We talked a little bit about it the following day, and most of her feelings at the moment were were concern more than being upset with me or angry, so I felt I had no choice but to explain to her how badly I had been struggling with the idea of her doing the girls' night out. The biggest problem she had with my confession was the fact that she felt like I should have been more forward about there still being a problem after she had made some efforts to try to prove her loyalty and commitment to me, some of which I honestly had not really thought about consciously. For example, she rarely put on a lot of makeup and did not dress provocatively unless she was around me or I was going to be seeing her that day, she didn't go out as much as she used to and definitely not alone, and she described some of her behavior how she would have dealt with aggressive single guys at the bar. Granted, that still didn't take last bit out of the equation, but it was nice to know that, according to her, it was an effort being made, and it helped. Of course she kind of felt like we weren't on the same page this whole time and I had to clarify that the only thing that gave me the motivation, incentive and strength to do what I did and be so cool about it was the fact that she had already made such a good impression on me. No, I was not happy about the circumstances, but six months ago I might have been that douchebag boyfriend blowing up her phone every hour on the hour and wanting all the details, or throwing a tantrum to keep her from going out at all.
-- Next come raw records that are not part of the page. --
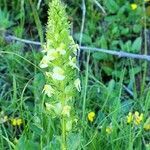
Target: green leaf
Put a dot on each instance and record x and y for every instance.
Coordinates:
(73, 141)
(112, 6)
(100, 56)
(136, 46)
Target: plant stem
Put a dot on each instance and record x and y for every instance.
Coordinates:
(145, 51)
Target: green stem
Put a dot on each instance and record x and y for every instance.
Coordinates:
(145, 52)
(64, 134)
(85, 90)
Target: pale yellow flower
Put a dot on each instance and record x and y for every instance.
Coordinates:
(52, 54)
(77, 84)
(48, 90)
(61, 49)
(58, 73)
(129, 117)
(91, 116)
(134, 6)
(66, 111)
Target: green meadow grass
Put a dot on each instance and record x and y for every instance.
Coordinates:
(111, 87)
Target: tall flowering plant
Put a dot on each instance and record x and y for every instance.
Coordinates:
(59, 64)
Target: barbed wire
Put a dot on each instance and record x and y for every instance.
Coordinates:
(118, 53)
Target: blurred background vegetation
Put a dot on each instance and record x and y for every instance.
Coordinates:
(115, 85)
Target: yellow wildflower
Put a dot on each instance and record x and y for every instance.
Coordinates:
(91, 116)
(58, 73)
(147, 124)
(129, 117)
(109, 130)
(133, 6)
(48, 90)
(138, 118)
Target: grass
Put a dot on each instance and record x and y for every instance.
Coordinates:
(111, 87)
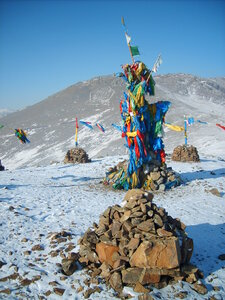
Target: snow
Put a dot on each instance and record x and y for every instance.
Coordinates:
(38, 201)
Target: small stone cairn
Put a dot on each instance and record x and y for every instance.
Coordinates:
(185, 153)
(76, 155)
(138, 245)
(157, 178)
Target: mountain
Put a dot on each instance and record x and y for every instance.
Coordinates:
(50, 124)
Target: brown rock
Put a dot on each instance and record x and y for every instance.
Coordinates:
(199, 288)
(181, 295)
(116, 282)
(133, 243)
(59, 291)
(25, 282)
(125, 216)
(164, 233)
(132, 275)
(155, 175)
(139, 288)
(116, 225)
(221, 256)
(37, 247)
(69, 266)
(146, 226)
(134, 194)
(161, 254)
(145, 297)
(105, 268)
(6, 291)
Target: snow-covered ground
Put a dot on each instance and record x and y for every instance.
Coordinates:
(36, 202)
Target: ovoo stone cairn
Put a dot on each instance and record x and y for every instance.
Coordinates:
(76, 155)
(185, 153)
(158, 178)
(137, 245)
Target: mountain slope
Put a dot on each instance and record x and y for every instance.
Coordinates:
(51, 123)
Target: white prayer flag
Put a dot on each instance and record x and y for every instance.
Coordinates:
(128, 38)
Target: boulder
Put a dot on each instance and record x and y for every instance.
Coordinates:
(76, 155)
(185, 153)
(138, 244)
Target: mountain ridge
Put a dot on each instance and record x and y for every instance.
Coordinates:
(50, 123)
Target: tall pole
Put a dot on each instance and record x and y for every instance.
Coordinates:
(76, 142)
(128, 43)
(185, 131)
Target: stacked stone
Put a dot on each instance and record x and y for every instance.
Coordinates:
(185, 153)
(76, 155)
(157, 178)
(138, 244)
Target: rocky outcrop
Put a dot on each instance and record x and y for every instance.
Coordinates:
(185, 153)
(154, 177)
(138, 243)
(76, 155)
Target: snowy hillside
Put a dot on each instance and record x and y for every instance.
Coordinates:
(37, 202)
(50, 124)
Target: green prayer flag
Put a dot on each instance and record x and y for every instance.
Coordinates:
(134, 50)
So she has helped me grow more than she realized.
Thankfully by the end of the conversation all was well and I feel like she could appreciate my standpoint by kind of looking at it from her own perspective about some things that she might have her own hang-ups about, and certain behaviors that she would consider red flags or danger signs.
So all appears to be well, for now, and I'm hoping we have reached a new level over that little hurdle, and I'm still in the back of my mind hoping these nights out with the girls will be few and far between, but we'll see how I handle the next one.